Wer das Tanzbein schwingen möchte, findet sich in der "Lounge Affair"-Bar ein, denn hier motiviert die Coverband "Diet Dope" die Menge zur Bewegung. Laut werden Hits wie "Take on me" oder "Otherside" mitgegrölt. Zum Abschluss empfängt die Band großen Jubel. Jede Menge Zuhörer erntet auch das lokale Punk-Rock-Trio "Goodbye Nasty". Sie überzeugen im urigen Ambiente des Irish Pub mit rockigen Cover-Songs. Seit zehn Jahren machen Bernd Nisch, Markus Hofer und Björn Bildhäuser nun schon zusammen Musik, alle drei kommen aus dem Heckengäu. Bei der Musiknacht sind sie nun zum ersten Mal mit dabei. "Der Auftritt macht echt Spaß", betont Sänger und Gitarrist Björn Bildhäuser, "schön, dass man hier nicht nur Hintergrundmusik ist. Die Leute hören wirklich zu."

Bei der Musiknacht treffen eine Menge Generationen aufeinander, die froh sind, wieder Live-Musik erleben zu können. Die Band "MYBUG" versetzen den "Leuchtturm" zurück in die 70er, der "Songman" lässt die Damenherzen im "Piccolo" schmelzen. In der Erdinger Lounge können Oldie-Liebhaber unter einer Kaminfeueranimation mit dem Künstler "One Plugged" auf ihre romantischen Kosten kommen, und das jüngere Publikum lässt es zur House-Musik von Dejay F. in der Dream Lounge richtig krachen.

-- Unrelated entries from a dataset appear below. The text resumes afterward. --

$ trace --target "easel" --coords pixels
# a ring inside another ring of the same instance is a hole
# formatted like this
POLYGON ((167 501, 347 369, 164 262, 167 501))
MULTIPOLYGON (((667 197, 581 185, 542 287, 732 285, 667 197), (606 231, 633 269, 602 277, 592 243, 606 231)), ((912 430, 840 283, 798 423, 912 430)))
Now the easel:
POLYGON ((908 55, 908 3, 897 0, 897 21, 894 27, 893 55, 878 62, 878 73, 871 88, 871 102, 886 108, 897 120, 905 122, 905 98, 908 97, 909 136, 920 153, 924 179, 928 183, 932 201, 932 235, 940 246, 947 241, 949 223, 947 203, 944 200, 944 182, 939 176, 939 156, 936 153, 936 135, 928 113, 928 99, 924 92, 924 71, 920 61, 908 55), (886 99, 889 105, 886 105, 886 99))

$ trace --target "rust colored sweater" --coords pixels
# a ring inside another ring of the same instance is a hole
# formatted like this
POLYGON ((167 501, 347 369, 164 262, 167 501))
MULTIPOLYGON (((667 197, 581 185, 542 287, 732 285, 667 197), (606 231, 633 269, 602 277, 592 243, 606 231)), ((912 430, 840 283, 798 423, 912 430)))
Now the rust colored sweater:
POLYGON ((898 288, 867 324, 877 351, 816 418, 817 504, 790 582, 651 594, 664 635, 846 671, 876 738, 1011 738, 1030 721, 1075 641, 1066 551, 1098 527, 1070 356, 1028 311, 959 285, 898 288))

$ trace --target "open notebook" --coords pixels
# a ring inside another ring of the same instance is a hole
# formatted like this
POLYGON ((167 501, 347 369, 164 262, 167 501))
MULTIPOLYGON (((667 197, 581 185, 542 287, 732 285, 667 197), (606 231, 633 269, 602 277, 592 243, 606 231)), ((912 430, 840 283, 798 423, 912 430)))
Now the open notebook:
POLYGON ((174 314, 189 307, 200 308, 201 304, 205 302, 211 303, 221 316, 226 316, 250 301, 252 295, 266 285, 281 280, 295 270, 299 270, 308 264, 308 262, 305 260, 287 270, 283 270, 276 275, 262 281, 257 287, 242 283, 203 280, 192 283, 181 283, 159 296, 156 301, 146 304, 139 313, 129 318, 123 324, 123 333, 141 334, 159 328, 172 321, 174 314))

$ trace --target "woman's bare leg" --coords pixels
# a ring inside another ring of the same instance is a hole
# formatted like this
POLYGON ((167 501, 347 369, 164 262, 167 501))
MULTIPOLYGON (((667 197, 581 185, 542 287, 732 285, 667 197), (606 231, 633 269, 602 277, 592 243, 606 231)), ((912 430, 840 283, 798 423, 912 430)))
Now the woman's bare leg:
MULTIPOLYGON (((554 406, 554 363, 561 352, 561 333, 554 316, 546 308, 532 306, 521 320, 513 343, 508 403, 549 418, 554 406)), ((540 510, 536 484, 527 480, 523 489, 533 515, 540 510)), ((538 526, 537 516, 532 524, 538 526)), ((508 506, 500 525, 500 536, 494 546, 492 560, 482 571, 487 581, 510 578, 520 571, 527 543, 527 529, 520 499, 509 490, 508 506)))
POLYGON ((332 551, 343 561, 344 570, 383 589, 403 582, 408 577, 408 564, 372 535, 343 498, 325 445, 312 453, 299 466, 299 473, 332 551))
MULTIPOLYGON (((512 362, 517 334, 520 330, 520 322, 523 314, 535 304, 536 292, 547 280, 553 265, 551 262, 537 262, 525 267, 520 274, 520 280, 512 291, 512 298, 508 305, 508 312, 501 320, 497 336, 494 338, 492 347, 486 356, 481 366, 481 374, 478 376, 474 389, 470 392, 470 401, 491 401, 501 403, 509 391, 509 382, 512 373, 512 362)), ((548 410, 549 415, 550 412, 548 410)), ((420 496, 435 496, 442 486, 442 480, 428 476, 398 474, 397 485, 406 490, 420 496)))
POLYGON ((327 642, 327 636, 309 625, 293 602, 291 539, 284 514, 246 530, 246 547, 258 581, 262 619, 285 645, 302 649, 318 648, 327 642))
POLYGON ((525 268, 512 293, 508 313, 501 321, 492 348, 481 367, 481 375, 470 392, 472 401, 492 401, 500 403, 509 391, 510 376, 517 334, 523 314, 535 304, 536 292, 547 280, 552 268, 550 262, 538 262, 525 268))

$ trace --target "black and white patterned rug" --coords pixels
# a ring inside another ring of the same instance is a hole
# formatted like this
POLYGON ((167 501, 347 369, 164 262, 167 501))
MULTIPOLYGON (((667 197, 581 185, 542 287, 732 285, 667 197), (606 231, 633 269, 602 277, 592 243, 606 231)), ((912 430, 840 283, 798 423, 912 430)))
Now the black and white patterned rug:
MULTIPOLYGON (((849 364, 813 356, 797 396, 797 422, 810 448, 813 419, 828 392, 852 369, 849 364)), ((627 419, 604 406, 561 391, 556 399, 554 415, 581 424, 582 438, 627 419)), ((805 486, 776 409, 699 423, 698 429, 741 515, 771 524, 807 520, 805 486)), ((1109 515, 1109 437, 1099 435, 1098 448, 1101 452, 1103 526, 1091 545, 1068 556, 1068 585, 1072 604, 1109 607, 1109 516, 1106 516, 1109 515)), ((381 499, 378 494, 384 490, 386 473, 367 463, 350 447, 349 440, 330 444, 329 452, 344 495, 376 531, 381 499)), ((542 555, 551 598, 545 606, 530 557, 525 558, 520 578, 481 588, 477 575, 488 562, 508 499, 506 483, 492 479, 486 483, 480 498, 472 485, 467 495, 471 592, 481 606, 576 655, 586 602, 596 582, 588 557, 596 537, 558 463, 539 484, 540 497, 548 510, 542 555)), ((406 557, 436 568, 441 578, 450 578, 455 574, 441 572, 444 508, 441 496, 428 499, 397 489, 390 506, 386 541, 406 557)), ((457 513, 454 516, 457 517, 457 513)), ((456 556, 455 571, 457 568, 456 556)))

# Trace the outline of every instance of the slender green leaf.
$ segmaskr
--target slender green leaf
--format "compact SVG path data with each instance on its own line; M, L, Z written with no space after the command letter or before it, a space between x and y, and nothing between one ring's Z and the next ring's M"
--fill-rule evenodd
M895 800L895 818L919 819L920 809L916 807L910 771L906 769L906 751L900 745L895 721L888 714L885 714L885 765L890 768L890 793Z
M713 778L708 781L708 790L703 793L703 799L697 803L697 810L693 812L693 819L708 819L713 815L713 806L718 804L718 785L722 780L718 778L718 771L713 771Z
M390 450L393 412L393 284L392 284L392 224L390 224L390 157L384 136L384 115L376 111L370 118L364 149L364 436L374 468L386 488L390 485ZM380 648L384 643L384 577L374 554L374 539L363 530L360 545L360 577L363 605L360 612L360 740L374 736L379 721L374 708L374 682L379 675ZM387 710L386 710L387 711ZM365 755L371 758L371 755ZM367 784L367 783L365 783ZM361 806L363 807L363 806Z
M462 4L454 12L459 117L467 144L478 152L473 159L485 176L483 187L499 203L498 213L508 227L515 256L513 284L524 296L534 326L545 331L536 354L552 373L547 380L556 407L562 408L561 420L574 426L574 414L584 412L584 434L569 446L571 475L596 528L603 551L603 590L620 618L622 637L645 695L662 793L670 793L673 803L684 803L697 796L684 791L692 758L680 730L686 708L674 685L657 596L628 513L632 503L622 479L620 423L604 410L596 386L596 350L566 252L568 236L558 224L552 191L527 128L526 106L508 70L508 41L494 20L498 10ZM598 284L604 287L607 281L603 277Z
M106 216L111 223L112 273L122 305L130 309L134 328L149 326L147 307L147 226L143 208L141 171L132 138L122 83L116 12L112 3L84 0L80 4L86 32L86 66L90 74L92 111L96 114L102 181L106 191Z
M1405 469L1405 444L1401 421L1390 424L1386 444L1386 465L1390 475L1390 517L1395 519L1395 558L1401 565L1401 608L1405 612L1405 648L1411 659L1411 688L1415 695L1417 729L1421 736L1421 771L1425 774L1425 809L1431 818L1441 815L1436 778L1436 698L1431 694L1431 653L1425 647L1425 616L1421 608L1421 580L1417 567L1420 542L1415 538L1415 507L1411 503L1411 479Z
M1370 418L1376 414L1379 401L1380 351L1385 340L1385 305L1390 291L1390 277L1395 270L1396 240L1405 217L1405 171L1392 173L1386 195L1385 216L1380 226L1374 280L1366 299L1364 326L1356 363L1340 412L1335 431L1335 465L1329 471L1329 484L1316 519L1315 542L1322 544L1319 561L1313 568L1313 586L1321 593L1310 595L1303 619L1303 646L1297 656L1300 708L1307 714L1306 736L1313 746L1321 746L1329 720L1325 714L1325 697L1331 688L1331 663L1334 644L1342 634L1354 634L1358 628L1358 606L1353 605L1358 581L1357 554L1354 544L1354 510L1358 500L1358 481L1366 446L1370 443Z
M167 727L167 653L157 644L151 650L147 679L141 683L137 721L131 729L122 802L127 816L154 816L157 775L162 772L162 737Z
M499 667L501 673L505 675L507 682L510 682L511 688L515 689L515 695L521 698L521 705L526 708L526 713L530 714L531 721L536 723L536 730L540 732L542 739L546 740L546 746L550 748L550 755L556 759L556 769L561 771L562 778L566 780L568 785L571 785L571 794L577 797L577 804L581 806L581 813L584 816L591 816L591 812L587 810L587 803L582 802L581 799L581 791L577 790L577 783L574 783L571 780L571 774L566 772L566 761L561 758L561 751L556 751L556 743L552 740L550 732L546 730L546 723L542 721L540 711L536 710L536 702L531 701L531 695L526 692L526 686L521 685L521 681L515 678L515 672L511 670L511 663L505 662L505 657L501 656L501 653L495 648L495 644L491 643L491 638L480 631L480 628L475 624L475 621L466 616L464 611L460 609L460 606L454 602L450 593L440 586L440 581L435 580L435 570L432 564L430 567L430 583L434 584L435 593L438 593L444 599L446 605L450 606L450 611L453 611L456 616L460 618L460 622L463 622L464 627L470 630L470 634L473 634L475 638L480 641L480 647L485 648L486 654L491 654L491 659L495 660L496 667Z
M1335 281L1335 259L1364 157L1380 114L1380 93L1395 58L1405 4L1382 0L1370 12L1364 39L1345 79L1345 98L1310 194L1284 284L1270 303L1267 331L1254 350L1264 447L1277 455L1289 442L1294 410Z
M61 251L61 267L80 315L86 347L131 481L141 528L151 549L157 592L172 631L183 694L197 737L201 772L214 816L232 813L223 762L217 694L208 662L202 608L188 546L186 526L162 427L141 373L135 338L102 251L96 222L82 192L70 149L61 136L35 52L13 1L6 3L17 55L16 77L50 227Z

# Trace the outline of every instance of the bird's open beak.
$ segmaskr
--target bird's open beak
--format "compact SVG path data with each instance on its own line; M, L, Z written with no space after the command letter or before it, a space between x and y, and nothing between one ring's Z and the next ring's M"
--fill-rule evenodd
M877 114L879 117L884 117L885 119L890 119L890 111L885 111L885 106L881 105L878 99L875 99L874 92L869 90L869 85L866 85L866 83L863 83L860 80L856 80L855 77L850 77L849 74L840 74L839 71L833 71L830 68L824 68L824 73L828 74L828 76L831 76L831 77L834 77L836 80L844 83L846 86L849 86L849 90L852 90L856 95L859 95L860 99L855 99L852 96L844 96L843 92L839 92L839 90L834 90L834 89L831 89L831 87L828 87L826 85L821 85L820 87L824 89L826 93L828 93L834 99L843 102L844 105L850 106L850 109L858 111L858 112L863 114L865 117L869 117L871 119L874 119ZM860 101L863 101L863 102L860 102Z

Für Veranstalter Frank Ockert ist dieser Moment, wenn alles in Bewegung ist und jeder der Musik lauscht, der schönste. Der Weg dahin ist allerdings nicht leicht. "Ich würde mir auch von den Locations in Sindelfingen ein bisschen mehr Engagement wünschen", gibt Ockert zu, "einige haben für die Veranstaltung nicht mal Werbung gemacht, dabei ist das Event ja für sie selbst." Wenn er allerdings sehe, dass trotzdem alles funktioniert und jeder glücklich ist, dann habe sich der Aufwand gelohnt. "So ist das einfach, wenn alle an etwas glauben, dann klappt es auch."